Egg or bagel breakfast both showed neutral effects on blood lipids among untrained individuals put on a 12-week training schedule.
A high quality source of protein like eggs sounds like a logical pairing with resistance training to build lean body mass, but may lead some to question what effect eggs may have on cardiovascular risk factors, like blood lipids (Clayton, 2015).
To answer this question, 12 healthy young men and women ages 18-35 years of age agreed to participate in a supervised 3 times/week resistance training study conducted over 12-weeks. Training focused on major muscles of the arms, chest, back, deltoids, and legs.
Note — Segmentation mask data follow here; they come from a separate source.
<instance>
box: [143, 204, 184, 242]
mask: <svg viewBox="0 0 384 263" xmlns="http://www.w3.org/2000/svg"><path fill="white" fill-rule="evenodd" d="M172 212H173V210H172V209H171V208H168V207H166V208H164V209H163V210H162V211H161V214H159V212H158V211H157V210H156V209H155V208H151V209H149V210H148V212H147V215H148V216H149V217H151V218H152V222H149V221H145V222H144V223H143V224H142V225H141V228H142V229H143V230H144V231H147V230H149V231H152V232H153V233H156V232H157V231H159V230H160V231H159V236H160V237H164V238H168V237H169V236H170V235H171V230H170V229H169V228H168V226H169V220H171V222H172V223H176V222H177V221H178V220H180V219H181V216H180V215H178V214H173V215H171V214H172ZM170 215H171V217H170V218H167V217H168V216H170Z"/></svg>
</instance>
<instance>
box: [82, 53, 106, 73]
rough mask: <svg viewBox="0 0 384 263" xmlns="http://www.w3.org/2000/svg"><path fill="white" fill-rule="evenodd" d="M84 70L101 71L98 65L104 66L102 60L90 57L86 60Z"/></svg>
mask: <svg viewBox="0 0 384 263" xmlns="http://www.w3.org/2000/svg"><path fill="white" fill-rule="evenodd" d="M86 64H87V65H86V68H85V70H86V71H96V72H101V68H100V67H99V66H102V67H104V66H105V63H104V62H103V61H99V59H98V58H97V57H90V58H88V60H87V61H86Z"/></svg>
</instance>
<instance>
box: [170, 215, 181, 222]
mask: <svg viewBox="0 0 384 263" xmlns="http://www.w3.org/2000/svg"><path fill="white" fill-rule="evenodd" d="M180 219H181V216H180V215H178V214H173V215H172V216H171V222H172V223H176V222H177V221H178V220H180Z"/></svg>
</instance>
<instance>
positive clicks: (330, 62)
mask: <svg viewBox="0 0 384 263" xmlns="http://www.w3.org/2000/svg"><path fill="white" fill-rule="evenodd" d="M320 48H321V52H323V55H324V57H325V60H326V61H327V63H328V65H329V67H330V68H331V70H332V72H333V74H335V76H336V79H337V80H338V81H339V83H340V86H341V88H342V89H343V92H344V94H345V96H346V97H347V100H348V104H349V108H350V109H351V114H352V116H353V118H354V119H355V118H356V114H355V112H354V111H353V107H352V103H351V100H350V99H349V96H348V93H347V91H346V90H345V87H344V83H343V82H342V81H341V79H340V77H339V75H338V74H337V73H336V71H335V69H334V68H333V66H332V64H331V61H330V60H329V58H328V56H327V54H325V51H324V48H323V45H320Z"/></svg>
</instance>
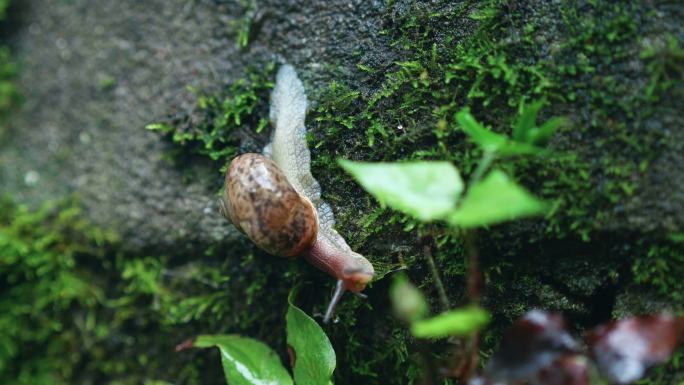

Participants were divided into two groups with half assigned to eat egg-based breakfasts (EBB) containing 2 eggs and the other half assigned to eat a breakfast containing a 9 cm bagel (BBB). Both groups self-selected breakfasts from isoenergetic breakfast menus, however the macronutrient distribution differed between groups. The egg-based menus were 43% energy from carbohydrate, 25% protein energy, and 32% fat energy. The bagel breakfast was 68% energy from carbohydrate, 17% protein energy, and 15% fat energy.
Body weight, percentage body fat and fat-free mass were stable throughout the 12-week study. Strength improved in both groups.
The group eating 2 eggs/day at breakfast (contributing about 372 mg cholesterol/day) showed reduced plasma triglycerides. Blood cholesterol was unchanged in both egg and bagel breakfast groups, including LDL-cholesterol, HDL-cholesterol, total cholesterol:HDL-C ratio, and LDL-C:HDL-C. Lack of effect of higher dietary cholesterol is consistent with broader evidence summarized in the 2013 American Heart Association/American College Cardiology lifestyle guidelines expert panel recognizing that moderate dietary cholesterol is only inconsistently related to LDL-C and that managing dietary saturated and trans fats are the primary goals (Eckle, 2014).
One transient change was observed among the bagel breakfast group (BBB).
[A] significant decrease (p<0.05) in insulin sensitivity was observed for the BBB [bagel based breakfast] group from baseline to 6 weeks, which returned to baseline levels at the 12-week time point.
This could reflect an adaptation to a higher carbohydrate breakfast, or could be a spurious statistical finding from testing multiple outcomes in the study.
The researchers noted:
Interestingly, the daily breakfast including 2 whole eggs when combined with regular resistance training did not adversely affect plasma lipids, glucose, or insulin, despite a significant (p<0.05) increase in dietary cholesterol from baseline to 12 weeks…
Results suggest that
incorporating 2 eggs per day into the diet of healthy adults who participate in regular resistance training will not adversely influence lipid profiles or glucose handling.
In fact, a transient modest improvement in a calculated insulin sensitivity index was observed in the EBB [egg based breakfast] group.
Overall, this study shows that egg breakfasts are metabolically neutral when paired with a 3 day per week resistance training program among healthy adults.
For more information about the role of eggs in healthy diets, the Egg Nutrition Center (ENC) provides patient client education materials on the website.
Clayton, ZS, KR Scholar, M Shelechi, LM Hernandez, AM Barber, YJ Petrisko, S Hooshmand, M Kern. “Influence of resistance training combined with daily consumption of an egg-based or bagel-based breakfast on risk factors for chronic diseases in healthy untrained individuals.” J Am Coll Nutr 2015;34(2):113-119. Research funding was provided by the Egg Nutrition Center.
Eckel RH, Jakicic JM and the Expert Work Group Members. “2013 AHA/ACC Guideline on Lifestyle Management to Reduce Cardiovascular Risk” Journal of the American College of Cardiology. 2014;63(25):2960-2984.